Öncelikle belirtilmelidir ki harç yapıl...

 Öncelikle belirtilmelidir ki harç yapılan bir hizmet karşılığı olarak devletin aldığı paradır. Medeni usul hukukunda olduğu gibi icra hukukunda da harç ve giderler sonuçta haksız çıkan tarafa yükletilir.
 Kanunda aksine hüküm bulunmadıkça bütün harç ve masrafların borçluya ait olduğunu bunların neticede ayrıca hüküm ve takibe hacet kalmaksızın borçludan tahsil olunacağını öngörmektedir. Kanuna göre tahsil harcı alacağın ödenmesi sırasında yatırılan paradan tahsil edilir. İlgilisi tarafından ödenmeyen harçları diğer taraf ödeyebilir ve ödenen bu para sonuçta ayrıca bir isteğe gerek olmaksızın hükümde nazara alınır.

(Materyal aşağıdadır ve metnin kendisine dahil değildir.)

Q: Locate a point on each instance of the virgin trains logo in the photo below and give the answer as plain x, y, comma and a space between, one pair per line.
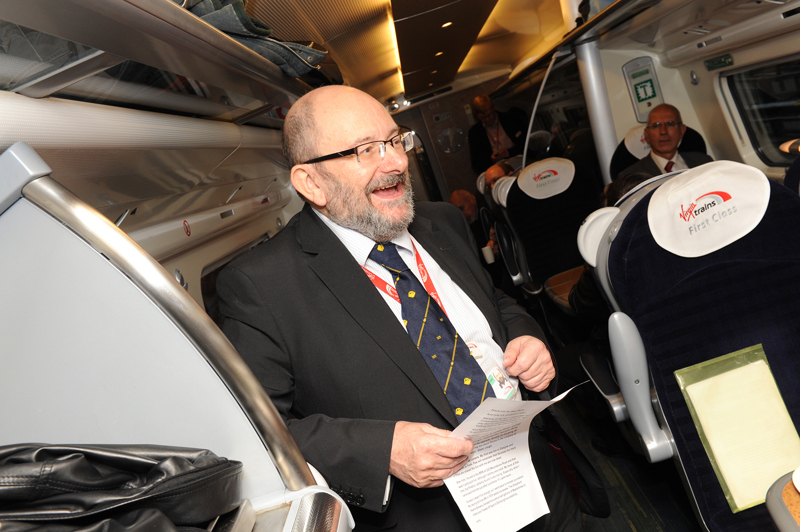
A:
544, 175
702, 204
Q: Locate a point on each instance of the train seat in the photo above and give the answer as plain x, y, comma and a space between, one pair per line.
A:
792, 177
546, 206
541, 211
690, 285
634, 147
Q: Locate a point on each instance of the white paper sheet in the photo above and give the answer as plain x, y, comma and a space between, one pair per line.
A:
498, 490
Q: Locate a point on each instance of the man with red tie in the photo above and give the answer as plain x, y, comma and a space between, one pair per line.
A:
664, 132
323, 315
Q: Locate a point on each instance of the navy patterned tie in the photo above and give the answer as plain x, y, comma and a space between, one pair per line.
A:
448, 356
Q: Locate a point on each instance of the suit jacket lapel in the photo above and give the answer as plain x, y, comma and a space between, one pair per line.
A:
340, 273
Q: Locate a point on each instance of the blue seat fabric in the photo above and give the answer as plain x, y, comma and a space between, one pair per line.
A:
548, 228
690, 310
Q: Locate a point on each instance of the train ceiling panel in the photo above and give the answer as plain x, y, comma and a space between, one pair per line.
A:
433, 40
358, 35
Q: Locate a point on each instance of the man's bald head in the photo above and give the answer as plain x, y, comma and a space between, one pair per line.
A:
304, 128
495, 172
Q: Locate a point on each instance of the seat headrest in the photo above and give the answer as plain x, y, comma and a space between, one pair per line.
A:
547, 178
514, 162
539, 140
636, 143
592, 231
708, 207
501, 188
481, 183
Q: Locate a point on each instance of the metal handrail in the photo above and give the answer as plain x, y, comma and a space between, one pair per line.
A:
185, 313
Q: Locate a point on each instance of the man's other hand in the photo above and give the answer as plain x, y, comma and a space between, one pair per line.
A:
528, 359
423, 456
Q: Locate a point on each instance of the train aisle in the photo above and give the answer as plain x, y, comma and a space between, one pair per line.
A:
644, 497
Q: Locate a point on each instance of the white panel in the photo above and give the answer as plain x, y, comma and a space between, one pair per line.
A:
53, 123
87, 358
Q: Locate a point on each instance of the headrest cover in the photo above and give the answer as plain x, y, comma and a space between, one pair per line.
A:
547, 178
636, 143
706, 208
501, 188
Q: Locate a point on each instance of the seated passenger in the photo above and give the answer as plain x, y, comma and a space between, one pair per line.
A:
468, 205
497, 135
330, 342
664, 132
495, 172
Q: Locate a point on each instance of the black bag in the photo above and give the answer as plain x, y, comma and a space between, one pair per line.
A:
581, 474
70, 487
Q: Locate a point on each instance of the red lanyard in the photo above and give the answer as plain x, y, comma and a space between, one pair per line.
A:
389, 290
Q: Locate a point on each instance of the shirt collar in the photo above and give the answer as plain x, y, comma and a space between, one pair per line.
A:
359, 245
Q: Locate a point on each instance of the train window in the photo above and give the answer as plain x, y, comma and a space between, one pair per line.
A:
768, 99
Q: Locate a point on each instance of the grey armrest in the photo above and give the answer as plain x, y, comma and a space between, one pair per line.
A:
597, 368
633, 376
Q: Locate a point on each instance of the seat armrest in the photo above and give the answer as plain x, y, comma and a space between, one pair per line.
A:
532, 288
598, 368
633, 376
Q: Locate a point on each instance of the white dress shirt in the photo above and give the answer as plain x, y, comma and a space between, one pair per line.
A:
661, 162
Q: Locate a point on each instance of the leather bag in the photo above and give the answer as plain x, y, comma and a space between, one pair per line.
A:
80, 484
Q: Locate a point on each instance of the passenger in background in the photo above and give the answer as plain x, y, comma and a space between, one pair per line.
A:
467, 203
498, 136
314, 313
664, 132
493, 173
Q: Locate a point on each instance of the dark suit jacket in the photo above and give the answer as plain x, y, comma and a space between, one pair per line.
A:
514, 123
338, 365
648, 165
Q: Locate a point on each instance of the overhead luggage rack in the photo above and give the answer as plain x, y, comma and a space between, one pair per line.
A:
161, 34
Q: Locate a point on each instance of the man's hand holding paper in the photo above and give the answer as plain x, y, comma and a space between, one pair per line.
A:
423, 456
528, 359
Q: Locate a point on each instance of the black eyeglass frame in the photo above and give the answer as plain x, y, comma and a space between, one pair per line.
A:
354, 151
671, 124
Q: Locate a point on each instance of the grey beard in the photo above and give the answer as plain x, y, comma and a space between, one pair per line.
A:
359, 214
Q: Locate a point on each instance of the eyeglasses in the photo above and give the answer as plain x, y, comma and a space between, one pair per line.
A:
372, 152
657, 125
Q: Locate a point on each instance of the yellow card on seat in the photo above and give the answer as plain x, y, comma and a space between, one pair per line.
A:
742, 422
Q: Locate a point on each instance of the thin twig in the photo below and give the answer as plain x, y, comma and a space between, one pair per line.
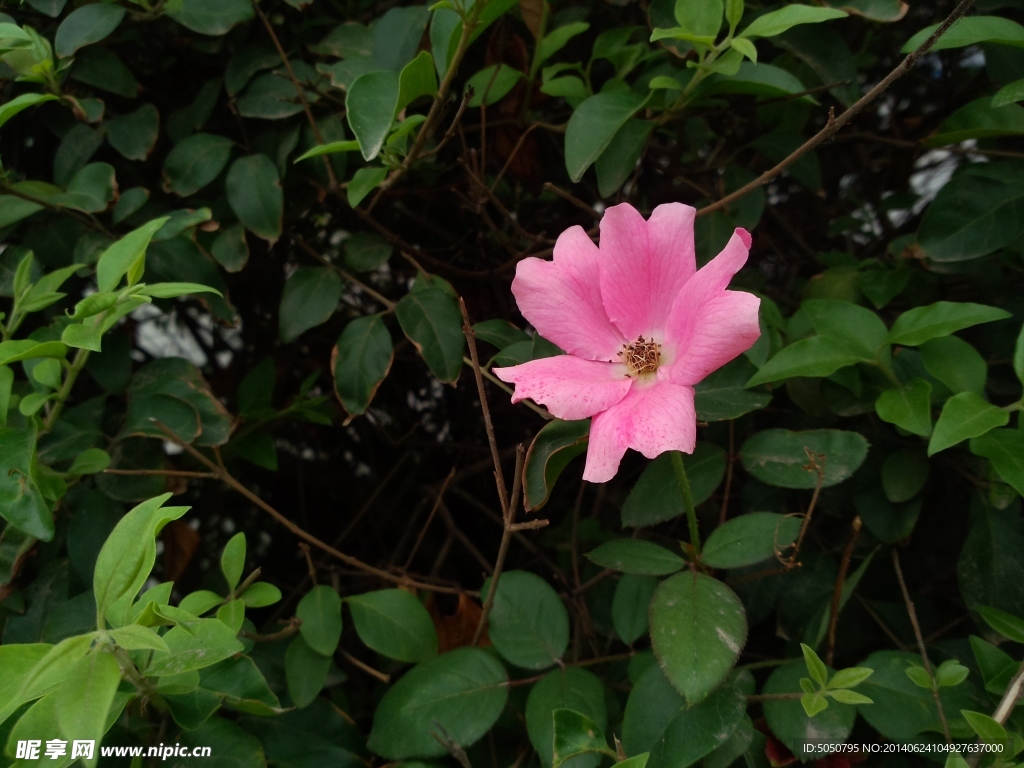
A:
299, 90
834, 124
228, 479
921, 644
844, 566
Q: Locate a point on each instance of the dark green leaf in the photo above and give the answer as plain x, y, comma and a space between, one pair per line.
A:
528, 624
556, 444
86, 26
750, 539
462, 692
255, 195
310, 297
697, 630
431, 320
636, 556
965, 416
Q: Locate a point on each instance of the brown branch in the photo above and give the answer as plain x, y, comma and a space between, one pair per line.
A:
921, 644
834, 124
838, 591
299, 90
228, 479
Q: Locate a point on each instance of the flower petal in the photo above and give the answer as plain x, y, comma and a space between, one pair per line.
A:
710, 326
569, 387
562, 298
651, 420
644, 264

 Değinilen bu kanun hükümlerine göre tahsil harcının sorumlusu daima borçludur. Bu harcın icra dairesince alacağın ödenmesi sırasında yatırılan paradan tahsil edilmesi sorumlusunun borçlu olduğu yönündeki düzenleme bakımından sonuca etkili olmayıp borçlunun söz konusu sorumluluğunu ortadan kaldırmaz. Borçlunun borcu yatırılan paradan kesilerek ödenen tahsil harcı kadar devam edeceğinden alacaklının kesilen harç miktarı kadar takibe devam hakkı vardır. Yani alacaklı gerçekte borçlunun sorumluluğu altında bulunan ve ancak yatırılan paradan kesilen tahsil harcını borçludan alma hakkına sahiptir. Zaten alacağın tamamı karşılanana kadar tahsilata devam edilir.
 Somut olayda alacaklı bankanın borçlu aleyhine yaptığı ipoteğin paraya çevrilmesi yolu ile icra takibinde tahsil harcının ve cezaevi harcının kesildiği görülmektedir. Yukarıda açıklanan kanun hükümleri karşısında icra müdürlüğünce dosyaya aktarılan bedel üzerinden tahsil harcı alınmasında yasaya uymayan bir yön yoktur.